Keanu Reeves says that digital "could" replace traditional film. However, by 2012, I am fairly confident that there was no "could" -- digital had become the more common way to shoot a film. (Although, this may be more on the low budget end -- they offer plenty of big name films from the last five years that are still on film.)
I appreciated learning that digital cameras not only affect the finished product, but actually the process, too -- even the actors. The natural breaks of switching rolls every ten or so minutes are removed, which results in Robert Downey's mason jars of urine.
The rise of CGI is covered, which is both a good and bad thing. Bad CGI is far too common and a weak replacement for practical effects. But good CGI is a major boon, and as the industry progresses, this could result in some impressive things.

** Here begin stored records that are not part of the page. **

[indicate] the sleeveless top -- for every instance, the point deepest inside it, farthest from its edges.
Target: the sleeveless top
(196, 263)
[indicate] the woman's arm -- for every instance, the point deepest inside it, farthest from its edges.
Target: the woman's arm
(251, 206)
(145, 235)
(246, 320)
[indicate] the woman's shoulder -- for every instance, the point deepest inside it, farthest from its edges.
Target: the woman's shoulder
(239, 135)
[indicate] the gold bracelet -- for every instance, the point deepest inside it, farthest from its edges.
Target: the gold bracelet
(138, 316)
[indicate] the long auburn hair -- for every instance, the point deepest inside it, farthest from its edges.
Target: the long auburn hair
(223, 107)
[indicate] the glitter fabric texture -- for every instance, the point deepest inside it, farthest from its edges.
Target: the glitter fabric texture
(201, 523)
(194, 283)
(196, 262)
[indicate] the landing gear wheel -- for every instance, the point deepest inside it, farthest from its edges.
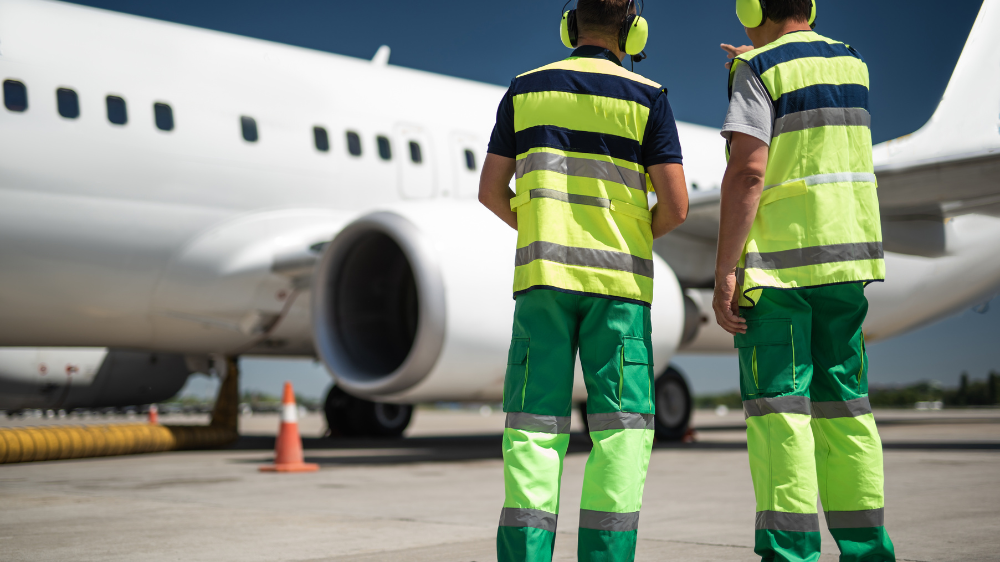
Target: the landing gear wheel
(348, 416)
(673, 406)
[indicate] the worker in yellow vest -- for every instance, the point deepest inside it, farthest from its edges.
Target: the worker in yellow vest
(588, 142)
(799, 240)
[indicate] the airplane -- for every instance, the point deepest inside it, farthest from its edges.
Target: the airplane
(170, 196)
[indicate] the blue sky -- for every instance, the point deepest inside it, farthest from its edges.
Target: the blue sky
(911, 48)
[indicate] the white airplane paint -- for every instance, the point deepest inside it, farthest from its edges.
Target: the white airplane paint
(195, 242)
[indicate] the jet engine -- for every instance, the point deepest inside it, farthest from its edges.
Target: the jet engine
(413, 304)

Digital as a whole is growing and evolving -- we learn of David Fincher's role of making cameras lighter during "Social Network". We learn that "Slumdog Millionaire" was the first digital film to earn an Oscar for cinematography (but certainly not the last). George Lucas seems overly enthusiastic about the rise of the digital movie, and we all know how he has abused computer technology. But his overall point is right -- we are at the beginning of a new technology, and only by jumping aboard ship will it get better.
I do love that everyone thinks 3-D will burn out, as it is a joke or a gimmick for money. Could not agree more.